Merge lp:~adamreichold/qpdfview/extended-text-selection into lp:qpdfview
Status: | Rejected | ||||
---|---|---|---|---|---|
Rejected by: | Adam Reichold | ||||
Proposed branch: | lp:~adamreichold/qpdfview/extended-text-selection | ||||
Merge into: | lp:qpdfview | ||||
Diff against target: |
331 lines (+138/-46) 6 files modified
sources/documentview.cpp (+2/-2) sources/model.h (+10/-1) sources/pageitem.cpp (+39/-2) sources/pageitem.h (+3/-0) sources/pdfmodel.cpp (+83/-40) sources/pdfmodel.h (+1/-1) |
||||
To merge this branch: | bzr merge lp:~adamreichold/qpdfview/extended-text-selection | ||||
Related bugs: |
|
Reviewer | Review Type | Date Requested | Status |
---|---|---|---|
Benjamin Eltzner | Pending | ||
Razi Alavizadeh | Pending | ||
Review via email: mp+264322@code.launchpad.net |
Description of the change
This branch extends the model to allow for extended text selections, i.e. an arbitrary boundary and the text contained within it, and implements this within the PDF model.
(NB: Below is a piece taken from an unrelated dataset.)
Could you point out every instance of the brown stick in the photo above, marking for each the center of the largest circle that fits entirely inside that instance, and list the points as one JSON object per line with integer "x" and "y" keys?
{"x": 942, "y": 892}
It also modifies the PageItem so that it makes use of this selection if available, preferring it over the previous method of text extraction and also highlighting the boundary during the selection process.
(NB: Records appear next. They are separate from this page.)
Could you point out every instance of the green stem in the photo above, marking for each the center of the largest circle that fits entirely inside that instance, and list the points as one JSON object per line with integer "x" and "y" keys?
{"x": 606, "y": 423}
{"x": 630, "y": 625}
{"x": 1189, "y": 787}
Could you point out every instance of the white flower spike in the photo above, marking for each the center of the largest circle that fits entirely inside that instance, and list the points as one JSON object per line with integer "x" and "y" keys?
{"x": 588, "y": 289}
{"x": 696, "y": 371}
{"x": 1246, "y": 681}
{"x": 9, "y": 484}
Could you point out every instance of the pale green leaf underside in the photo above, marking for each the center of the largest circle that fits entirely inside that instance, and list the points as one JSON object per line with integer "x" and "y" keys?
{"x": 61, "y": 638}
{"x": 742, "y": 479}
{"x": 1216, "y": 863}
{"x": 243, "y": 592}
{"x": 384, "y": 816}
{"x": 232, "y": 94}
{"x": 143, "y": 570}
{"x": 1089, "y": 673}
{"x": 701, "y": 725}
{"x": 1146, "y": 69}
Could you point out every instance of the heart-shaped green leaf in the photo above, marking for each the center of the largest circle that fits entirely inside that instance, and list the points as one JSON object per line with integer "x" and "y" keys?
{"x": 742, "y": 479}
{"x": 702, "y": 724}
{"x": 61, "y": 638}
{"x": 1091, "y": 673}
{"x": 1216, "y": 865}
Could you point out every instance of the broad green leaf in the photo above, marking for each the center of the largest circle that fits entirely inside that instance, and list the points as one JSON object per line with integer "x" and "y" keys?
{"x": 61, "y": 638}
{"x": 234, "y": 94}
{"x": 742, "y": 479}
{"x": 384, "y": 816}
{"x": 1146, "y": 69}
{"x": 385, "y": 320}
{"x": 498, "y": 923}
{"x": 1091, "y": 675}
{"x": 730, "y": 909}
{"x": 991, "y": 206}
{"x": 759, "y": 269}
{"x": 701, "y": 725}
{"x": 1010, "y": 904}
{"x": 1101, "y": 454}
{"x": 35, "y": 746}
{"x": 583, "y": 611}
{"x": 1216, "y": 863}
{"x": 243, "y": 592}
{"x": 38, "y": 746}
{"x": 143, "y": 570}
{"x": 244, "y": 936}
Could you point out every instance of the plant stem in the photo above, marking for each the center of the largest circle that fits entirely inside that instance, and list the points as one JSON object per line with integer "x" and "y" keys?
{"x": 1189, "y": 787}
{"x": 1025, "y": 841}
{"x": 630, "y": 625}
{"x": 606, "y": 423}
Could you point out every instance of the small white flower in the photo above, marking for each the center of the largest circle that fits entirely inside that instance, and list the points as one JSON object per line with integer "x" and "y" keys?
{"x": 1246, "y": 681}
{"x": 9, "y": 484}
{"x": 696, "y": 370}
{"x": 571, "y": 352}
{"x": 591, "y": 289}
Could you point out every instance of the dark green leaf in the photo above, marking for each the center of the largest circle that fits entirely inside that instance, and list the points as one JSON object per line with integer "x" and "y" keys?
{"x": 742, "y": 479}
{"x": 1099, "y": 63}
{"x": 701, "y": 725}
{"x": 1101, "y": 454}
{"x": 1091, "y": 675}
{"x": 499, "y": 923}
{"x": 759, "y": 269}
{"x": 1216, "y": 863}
The extended text extraction itself uses the same Poppler API as the cached text extraction and relies on the fact that the text boxes are provided in "approximately reading order" by Poppler already. Hence this might be much more complicated to implement in the other backends, e.g. DjVuLibre, but therefore it should stay optional IMHO.
Some of the points that need to be discussed IMHO are:
* Do we want to always use it if made available by the model, or maybe extend the copy-to-clipboard pop-up menu with additional options to explicitly select the method of text extraction instead?
* Is the performance sufficient or do we need to devise a more incremental computation? It feels alright on my machine but I did come to wrong conclusions based on this in the past. This also affects whether this should be put behind a configuration setting or into a separate rubber-band-mode.
* This currently works on a per-text-box, i.e. approximately per-word, level and could be extended to work on a per-character level but I suspect with significant overhead for either tracking character runs or already aggregating runs into a boundary and contained text.
* Should the boundary be processed further to provide more connected highlighting and if so how, e.g. computing (an approximation of) the convex hull?
Unmerged revisions
- 1936. By Adam Reichold
-
Some minor cosmetic clean-ups to PDF text extraction and selection.
- 1935. By Adam Reichold
-
Since PdfPage::text is now a fallback interface we can remove the separate Page::cachedText entry point which all other plugins forwarded to Page::text anyway.
- 1934. By Adam Reichold
-
At least simplify the boundary and text of extended PDF selections.
- 1933. By Adam Reichold
-
Use proper text selection if made available by the model.
- 1932. By Adam Reichold
-
Extend model to allow for proper text selections
Also note that this does not make any use of tagged PDF features and hence its reliability w.r.t. complicated layouts is probably questionable...